Introduction of TiDB Architecture
Last updated
Last updated
Understanding TiDB talks about the architecture of TiDB, the modules it consists of, and the responsibility of each module.
When people refer to TiDB, they usually refer to the entire TiDB distributed database that includes three components: the TiDB stateless server, the Placement Driver (PD) server, and the storage server, TiKV or TiFlash. The TiDB server does not store data; it only computes and processes SQL queries. The PD server is the managing components of the entire cluster. The storage server is responsible for persistently storing data.
Let's see an architecture graph from TiDB stateless server's perspective.
As you can see, TiDB is a SQL engine that supports the MySQL protocol with some kind of distributed KV storage engine that supports transactions as the underlying storage.
Here come three significant questions.
How to support MySQL protocol?
How to communicate with storage engine, store and load data?
How to implement SQL functions?
This section will start with a few of brief descriptions of what modules TiDB has and what they do, and then put them together to answer these three questions.
TiDB source code is fully hosted on Github, you can see all the information from the repository homepage. The whole repository is developed in Golang and divided into many packages according to functional modules.
Most of the packages export services in the form of interfaces, and most of the functionality is concentrated in one package. But there are packages that provide basic functionality and are dependent on many packages, so these packages need special attention.
The main method of TiDB locates in tidb-server/main.go
, which defines how the service is started.
The build system of the entire project can be found in the Makefile
.
In addition to the code, there are many test cases, which can be found with suffix _test.go
. There is also toolkit under the cmd
directory for doing performance tests or constructing test data.
TiDB has a number of modules. Table below is an overview that shows what each module does, and if you want to see the code for the relevant function, you can find the corresponding module directly.

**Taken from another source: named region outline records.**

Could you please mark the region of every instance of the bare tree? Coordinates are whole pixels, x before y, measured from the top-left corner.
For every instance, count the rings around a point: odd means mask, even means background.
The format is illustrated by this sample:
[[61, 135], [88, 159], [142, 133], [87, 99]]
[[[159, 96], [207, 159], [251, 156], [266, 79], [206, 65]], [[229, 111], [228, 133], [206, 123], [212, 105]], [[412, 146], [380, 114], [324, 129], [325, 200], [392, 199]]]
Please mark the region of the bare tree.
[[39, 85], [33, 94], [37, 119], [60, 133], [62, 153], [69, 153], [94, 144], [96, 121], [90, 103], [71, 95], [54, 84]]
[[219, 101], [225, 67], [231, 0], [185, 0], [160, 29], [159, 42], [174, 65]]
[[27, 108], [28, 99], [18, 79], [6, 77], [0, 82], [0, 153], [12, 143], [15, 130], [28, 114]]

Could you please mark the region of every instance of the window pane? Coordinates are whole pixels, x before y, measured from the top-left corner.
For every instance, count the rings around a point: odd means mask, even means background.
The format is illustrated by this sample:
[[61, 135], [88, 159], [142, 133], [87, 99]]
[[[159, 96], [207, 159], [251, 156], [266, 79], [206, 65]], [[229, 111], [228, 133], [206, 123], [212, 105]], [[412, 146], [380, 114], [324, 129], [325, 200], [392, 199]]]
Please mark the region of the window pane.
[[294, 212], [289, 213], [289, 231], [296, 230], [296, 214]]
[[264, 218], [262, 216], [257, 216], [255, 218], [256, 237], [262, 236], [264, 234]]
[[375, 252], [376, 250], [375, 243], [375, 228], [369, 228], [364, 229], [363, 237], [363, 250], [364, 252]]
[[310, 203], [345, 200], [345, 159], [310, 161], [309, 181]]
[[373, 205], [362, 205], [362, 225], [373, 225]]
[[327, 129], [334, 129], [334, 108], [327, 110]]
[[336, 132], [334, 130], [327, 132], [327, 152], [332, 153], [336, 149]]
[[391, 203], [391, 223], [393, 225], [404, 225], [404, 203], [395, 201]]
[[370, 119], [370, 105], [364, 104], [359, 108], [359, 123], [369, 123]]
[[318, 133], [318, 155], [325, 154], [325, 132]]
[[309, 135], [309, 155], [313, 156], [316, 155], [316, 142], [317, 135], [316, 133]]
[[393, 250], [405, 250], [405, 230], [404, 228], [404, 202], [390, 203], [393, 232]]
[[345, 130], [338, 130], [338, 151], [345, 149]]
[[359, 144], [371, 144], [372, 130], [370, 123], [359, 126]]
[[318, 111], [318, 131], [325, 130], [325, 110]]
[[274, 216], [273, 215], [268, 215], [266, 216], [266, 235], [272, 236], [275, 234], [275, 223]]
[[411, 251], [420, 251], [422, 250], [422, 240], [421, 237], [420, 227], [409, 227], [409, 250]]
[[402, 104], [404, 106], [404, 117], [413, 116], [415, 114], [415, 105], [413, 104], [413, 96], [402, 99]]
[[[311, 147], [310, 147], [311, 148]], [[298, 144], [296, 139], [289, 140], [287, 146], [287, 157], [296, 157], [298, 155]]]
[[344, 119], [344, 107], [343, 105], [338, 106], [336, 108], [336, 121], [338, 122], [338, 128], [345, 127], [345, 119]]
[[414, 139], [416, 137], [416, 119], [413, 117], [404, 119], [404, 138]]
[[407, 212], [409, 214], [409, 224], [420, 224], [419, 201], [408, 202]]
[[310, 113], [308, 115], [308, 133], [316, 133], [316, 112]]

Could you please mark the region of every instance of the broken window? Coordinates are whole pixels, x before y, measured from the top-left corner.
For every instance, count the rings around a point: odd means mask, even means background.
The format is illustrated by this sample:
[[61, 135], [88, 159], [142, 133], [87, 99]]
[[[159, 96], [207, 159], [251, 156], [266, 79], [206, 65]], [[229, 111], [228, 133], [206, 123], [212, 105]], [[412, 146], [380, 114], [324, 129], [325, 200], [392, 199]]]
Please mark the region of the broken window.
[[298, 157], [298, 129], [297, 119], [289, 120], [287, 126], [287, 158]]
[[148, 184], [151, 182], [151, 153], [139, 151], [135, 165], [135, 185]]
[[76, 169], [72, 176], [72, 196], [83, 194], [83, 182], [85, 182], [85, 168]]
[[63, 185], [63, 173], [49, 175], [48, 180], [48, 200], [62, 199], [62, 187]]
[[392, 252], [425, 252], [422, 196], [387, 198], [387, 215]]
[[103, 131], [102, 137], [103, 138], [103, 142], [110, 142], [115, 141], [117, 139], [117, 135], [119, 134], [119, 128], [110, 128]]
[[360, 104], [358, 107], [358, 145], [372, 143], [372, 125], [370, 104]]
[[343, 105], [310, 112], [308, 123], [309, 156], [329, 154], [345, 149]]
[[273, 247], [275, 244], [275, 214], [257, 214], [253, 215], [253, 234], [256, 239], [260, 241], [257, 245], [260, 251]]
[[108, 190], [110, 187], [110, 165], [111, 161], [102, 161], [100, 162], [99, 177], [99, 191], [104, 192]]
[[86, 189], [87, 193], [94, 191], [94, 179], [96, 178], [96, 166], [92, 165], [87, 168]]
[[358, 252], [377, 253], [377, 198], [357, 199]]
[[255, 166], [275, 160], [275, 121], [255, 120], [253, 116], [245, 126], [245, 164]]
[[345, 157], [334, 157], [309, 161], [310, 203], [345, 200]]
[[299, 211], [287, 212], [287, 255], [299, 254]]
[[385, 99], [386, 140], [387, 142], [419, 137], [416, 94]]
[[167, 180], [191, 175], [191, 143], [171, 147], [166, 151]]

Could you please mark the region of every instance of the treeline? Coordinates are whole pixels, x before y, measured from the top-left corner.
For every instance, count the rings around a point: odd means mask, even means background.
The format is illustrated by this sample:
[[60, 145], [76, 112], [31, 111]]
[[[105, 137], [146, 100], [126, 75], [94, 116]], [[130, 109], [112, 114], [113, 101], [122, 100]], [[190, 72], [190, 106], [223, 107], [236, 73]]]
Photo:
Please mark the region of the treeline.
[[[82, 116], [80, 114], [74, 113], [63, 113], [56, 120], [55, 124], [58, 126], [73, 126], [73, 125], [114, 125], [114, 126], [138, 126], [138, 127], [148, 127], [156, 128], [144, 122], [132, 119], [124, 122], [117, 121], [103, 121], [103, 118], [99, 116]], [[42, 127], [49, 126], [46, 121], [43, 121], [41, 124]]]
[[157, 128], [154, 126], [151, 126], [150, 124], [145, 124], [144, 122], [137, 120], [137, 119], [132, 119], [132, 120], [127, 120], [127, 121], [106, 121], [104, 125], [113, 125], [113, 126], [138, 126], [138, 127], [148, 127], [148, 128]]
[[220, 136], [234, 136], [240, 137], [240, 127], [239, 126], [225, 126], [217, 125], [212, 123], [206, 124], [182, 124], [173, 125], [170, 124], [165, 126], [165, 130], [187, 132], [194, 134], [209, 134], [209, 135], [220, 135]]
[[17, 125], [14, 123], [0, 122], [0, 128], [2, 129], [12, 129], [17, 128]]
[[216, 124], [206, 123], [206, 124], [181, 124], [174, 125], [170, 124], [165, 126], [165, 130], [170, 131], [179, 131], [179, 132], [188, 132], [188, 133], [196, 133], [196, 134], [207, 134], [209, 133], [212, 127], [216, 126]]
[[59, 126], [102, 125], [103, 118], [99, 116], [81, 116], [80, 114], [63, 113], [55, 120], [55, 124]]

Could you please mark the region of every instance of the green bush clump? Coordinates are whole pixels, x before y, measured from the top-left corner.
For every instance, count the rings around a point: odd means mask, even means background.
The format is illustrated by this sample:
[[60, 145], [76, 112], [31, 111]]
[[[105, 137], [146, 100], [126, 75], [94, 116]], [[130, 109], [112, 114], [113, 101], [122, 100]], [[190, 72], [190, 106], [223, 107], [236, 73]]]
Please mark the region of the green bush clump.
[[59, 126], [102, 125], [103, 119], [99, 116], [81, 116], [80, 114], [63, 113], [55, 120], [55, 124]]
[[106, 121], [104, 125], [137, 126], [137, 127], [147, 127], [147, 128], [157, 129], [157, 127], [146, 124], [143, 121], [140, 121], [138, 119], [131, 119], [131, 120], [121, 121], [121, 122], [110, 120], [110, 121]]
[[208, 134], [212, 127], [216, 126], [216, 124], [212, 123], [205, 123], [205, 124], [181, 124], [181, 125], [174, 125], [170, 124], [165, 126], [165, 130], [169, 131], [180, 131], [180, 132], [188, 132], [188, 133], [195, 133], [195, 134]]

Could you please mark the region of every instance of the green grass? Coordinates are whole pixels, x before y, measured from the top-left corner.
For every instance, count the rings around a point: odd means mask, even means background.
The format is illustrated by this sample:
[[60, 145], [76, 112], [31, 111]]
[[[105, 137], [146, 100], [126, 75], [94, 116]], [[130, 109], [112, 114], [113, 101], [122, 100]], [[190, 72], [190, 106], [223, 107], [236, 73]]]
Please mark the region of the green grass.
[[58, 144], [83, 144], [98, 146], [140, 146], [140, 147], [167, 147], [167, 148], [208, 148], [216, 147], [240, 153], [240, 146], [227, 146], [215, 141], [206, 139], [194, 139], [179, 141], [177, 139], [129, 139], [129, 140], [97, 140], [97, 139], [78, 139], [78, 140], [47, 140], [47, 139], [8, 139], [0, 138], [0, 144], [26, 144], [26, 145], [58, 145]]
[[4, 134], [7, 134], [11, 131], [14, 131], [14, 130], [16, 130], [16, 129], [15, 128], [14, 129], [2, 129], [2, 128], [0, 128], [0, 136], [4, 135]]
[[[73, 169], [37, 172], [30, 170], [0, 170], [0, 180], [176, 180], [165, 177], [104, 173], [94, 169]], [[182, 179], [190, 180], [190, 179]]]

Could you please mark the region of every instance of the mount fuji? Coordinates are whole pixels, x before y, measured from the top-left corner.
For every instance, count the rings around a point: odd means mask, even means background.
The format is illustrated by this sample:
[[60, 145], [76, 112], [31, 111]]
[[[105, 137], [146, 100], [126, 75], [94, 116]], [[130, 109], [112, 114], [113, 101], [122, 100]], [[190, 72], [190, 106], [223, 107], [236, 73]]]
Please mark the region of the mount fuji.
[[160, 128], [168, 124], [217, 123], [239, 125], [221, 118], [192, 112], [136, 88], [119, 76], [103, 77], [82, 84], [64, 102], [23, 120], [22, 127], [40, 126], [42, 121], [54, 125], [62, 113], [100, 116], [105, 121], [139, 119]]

Handles all global sql bind operations, and caches the sql bind info from storage.
The configuration definition.
The execution logic of data definition language (DDL).
The abstraction of the distributed computing interfaces to isolate the logic between the executor and the TiKV client
The abstraction of a storage space in which databases and tables can be created. Like namespace, databases with the same name can exist in different domains. In most cases, a single TiDB instance only creates one Domain instance with details about the information schema and statistics.
The definition of MySQL error code, error message, and error summary.
The operator related code that contains the execution logic of most statements.
The expression-related code that contains various operators and built-in functions.
The metadata management module for SQL statements; accessed when all the operations on the information schema are executed.
The Key-Value engine interface and some public methods; the interfaces defined in this package need to be implemented by the storage engine which is going to adapt TiDB SQL layer.
The implementation of LOCK/UNLOCK TABLES.
Manages the SQL metadata in the storage engine through the features of the structure package; infoschema and DDL use this module to access or modify the SQL metadata .
A module to generate the globally unique monotonically incremental IDs for each table, as well as the database ID and table ID.
Store the metrics information of all modules.
Some tasks in the TiDB cluster can be executed by only one instance, such as the asynchronous schema change. This owner module is used to coordinate and generate a task executor among multiple TiDB servers. Each task has its own executor.
A MySQL compatible SQL parser used by TiDB, also contains the data structure definition of abstract syntax tree (AST) and other metadata.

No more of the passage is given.